Updated 10:05 p.m. ET

TUCSON, Ariz. -- One day after staging a fundraising raid on Texas Gov. Rick Perry's home state, Mitt Romney courted business audience here on Wednesday, making his first visit of the 2012 campaign to a state where Gov. Jan Brewer just moved up next year's presidential primary date.

In a meeting where he fielded questions from a group of about 40 business leaders, Romney emphasized his business credentials and let slip that he had spent the previous day in Perry territory - raising money in Dallas and Houston.

As he has through most of his campaign, Romney continued to train his sharpest criticism on President Obama, calling Tuesday's GOP victories in two special congressional elections votes of no-confidence in the administration's economic policies.

"He said let me borrow $800 billion to stimulate the economy and then I'll hold unemployment below eight percent, and it has not been below eight percent since," said Romney. "By his own definition, he's failed. So give someone else a chance. And obviously I hope to be that person. Because what I do is what the country needs. . . I do turnarounds." The reference was to Romney's experience at Bain Capital, an investment firm he co-founded.

Romney also criticized Obama's Middle East policy, a factor in the New York City congressional race that Democrats lost Tuesday in a district with a heavy concentration of Jewish voters. Obama's efforts to push Israel to a peace agreement that would include a retreat to the Jewish state's pre-1967 borders have backfired, Romney argued. "When you are not committed to your allies and those who share your values, you encourage adventurism," he said. "I think Jewish American citizens have been disturbed by the president's policies with regard to Israel."

Among his GOP presidential opponents, Romney mentioned only one by name - his chief rival, Rick Perry, alluding to their differences on immigration. Romney repeated his call to "secure the border," a subject on which he has clashed with Perry during the last two Republican debates. Romney favors a border fence. Perry, who oversees 1,200 miles of border with Mexico, contends that's impractical. The two also have disagreed over Perry's decision to provide tuition breaks to children of illegal immigrants.

"I'd like people to come here legally," Romney told the crowd. "Those who come here legally tend to start more businesses."

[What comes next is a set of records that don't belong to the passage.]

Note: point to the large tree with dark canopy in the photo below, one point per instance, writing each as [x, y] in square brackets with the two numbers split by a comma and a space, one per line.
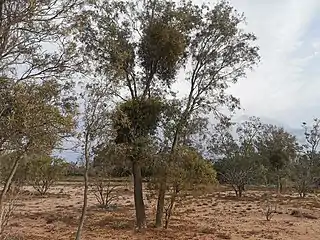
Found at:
[141, 46]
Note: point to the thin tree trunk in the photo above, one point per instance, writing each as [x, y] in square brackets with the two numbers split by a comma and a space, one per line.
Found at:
[169, 212]
[138, 196]
[278, 185]
[160, 204]
[86, 187]
[6, 188]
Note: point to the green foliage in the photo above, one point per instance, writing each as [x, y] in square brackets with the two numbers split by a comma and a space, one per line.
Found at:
[187, 168]
[136, 118]
[37, 116]
[162, 47]
[43, 171]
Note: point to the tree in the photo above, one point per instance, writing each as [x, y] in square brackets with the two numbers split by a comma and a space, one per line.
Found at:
[104, 165]
[43, 171]
[38, 117]
[236, 158]
[188, 171]
[301, 174]
[310, 148]
[140, 47]
[277, 149]
[27, 28]
[92, 132]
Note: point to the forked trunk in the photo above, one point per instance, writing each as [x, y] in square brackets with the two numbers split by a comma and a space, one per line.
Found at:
[160, 204]
[85, 191]
[5, 190]
[138, 196]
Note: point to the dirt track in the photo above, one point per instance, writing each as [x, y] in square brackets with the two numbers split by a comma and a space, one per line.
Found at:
[214, 216]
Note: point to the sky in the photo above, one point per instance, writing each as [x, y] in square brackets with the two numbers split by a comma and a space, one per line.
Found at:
[285, 86]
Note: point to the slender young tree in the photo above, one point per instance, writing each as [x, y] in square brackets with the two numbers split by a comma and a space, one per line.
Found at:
[94, 122]
[36, 120]
[141, 46]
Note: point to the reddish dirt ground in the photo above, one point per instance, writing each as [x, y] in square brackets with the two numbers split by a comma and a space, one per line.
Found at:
[218, 215]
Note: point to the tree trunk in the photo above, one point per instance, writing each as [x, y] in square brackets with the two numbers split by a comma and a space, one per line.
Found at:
[6, 188]
[278, 185]
[160, 204]
[235, 190]
[240, 188]
[170, 208]
[138, 196]
[85, 191]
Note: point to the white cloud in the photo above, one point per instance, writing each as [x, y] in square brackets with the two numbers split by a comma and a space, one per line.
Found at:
[283, 84]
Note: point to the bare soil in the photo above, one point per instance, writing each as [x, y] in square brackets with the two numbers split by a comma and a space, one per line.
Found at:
[218, 215]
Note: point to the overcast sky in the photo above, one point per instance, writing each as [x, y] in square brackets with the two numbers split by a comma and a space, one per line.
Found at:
[285, 86]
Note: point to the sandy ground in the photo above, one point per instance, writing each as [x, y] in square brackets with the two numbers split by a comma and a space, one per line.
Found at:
[218, 215]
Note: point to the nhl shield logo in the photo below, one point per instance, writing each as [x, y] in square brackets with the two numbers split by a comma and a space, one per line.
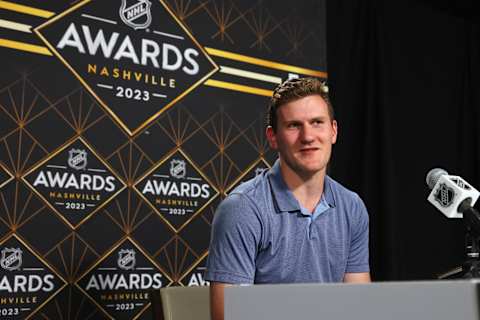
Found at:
[136, 14]
[77, 159]
[444, 195]
[11, 259]
[178, 168]
[126, 259]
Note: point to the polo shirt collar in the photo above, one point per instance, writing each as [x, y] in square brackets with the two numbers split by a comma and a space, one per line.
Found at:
[284, 198]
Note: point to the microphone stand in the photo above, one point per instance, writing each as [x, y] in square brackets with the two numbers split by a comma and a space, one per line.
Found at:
[471, 266]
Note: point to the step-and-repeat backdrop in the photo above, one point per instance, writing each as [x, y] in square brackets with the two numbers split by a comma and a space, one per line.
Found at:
[122, 125]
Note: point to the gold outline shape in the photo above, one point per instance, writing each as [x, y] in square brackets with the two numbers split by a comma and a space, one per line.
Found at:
[53, 154]
[100, 101]
[165, 159]
[105, 256]
[238, 87]
[242, 175]
[50, 268]
[25, 9]
[264, 63]
[203, 256]
[2, 166]
[23, 46]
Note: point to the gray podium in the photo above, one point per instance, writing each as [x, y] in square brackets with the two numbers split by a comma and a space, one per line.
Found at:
[422, 300]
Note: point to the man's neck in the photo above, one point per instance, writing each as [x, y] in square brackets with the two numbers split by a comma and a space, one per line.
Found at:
[307, 189]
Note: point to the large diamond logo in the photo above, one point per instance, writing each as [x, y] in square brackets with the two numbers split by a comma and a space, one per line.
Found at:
[121, 282]
[134, 56]
[176, 189]
[75, 182]
[5, 176]
[26, 281]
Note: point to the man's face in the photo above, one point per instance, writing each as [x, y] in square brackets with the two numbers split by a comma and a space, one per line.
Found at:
[305, 135]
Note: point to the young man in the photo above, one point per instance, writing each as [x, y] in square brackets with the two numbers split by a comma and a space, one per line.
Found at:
[292, 223]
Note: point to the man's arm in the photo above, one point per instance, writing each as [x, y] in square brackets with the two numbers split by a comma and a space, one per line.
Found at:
[217, 308]
[357, 277]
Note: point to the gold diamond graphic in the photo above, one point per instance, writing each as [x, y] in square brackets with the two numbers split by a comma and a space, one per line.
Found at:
[5, 175]
[134, 56]
[28, 283]
[176, 189]
[121, 282]
[74, 181]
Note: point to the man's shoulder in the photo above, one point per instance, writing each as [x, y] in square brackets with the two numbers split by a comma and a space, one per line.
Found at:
[340, 192]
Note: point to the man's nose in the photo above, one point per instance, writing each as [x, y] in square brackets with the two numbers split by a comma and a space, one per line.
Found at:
[306, 134]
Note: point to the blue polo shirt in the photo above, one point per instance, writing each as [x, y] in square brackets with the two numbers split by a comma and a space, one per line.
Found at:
[260, 234]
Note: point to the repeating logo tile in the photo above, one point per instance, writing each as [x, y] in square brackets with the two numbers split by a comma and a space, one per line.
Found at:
[176, 189]
[75, 182]
[26, 281]
[129, 54]
[120, 283]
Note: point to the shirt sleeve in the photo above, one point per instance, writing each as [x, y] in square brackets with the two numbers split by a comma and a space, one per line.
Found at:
[235, 238]
[358, 256]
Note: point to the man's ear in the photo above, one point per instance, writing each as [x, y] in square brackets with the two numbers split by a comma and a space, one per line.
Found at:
[272, 139]
[335, 131]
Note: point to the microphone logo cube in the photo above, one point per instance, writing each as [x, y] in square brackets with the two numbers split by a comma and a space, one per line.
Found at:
[444, 195]
[449, 192]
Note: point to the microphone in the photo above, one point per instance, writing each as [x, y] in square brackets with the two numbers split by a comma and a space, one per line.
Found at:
[450, 194]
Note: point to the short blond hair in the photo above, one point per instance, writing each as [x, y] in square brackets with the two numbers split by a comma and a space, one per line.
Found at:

It was a strategic message in a state that enacted one of the most stringent crackdowns on illegal immigrants last year (later largely rolled back by a federal court) and Brewer just announced plans to move the presidential primary to Feb. 28, potentially making her state a key player in the presidential eliminations process.

Romney appeared to have been a hit with at least one member of the audience. "We were actually liking Rick Perry. But after the last two debates, we said, we're switching, that's it," one man told Romney after the event. "He couldn't have done what you did today, inviting people to put him on the spot."

Correction: An earlier version of this post misstated how much Romney said Obama borrowed.